The third big way that inflation harms the economy is that it creates uncertainty. The “positive” effects of inflation (increasing business activity) only come when inflation is higher than expected, so inflation rates tend to keep rising until they get so high that the negative effects become unbearable, at which point inflation gets ground out of the economy through a recession. Since no one knows just when that recession is coming or how bad it will be, people tend to be more cautious. The result is slower growth, less long-term thinking, and less long-term investment.
Governments (through the central bank) cause inflation, and governments can end it anytime they want, by ensuring that the money supply doesn’t grow faster than the economy. But, of course, it’s not that easy.
First, nobody knows how big either the money supply or the economy actually is, and the tools for controlling it are blunt instruments. There are statistics that give people a clue about how big each was as of a few months ago, but that’s only a partial indication and it’s already out of date.
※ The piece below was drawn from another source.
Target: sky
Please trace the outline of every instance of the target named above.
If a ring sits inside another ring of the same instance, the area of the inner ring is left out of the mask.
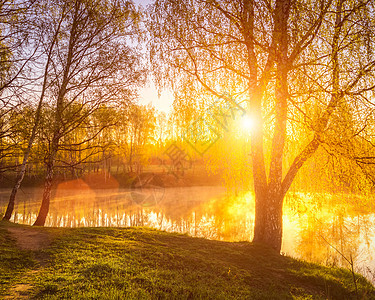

Back in the 1970s economists liked to use the analogy of driving a car while looking in the rear-view mirror by alternately stomping on the accelerator and then on the brake.
Second, if the money supply has already outstripped the growth in the economy (which it has, for many years now), then the effects will inevitably work their way through the economy, producing however much inflation is necessary to bring things back into balance, no matter what the central bank does now.
Still, all periods of higher inflation end. Some end with the inflation rate coming back down to the rate where it doesn’t do much harm to the economy (basically, to where it’s small enough that things like changes in relative prices and changes in standards of living are more important than inflation, and the inflation component just vanishes in the noise of the economy). Others end with hyperinflation making the money worthless, at which point it is replaced with something else.
Based on the experience of the current situation, I don’t think the hyperinflation scenario is likely. Once the central bank moves to stop inflation in a serious way you need to turn around the strategies you used for surviving it and instead prepare for a recession.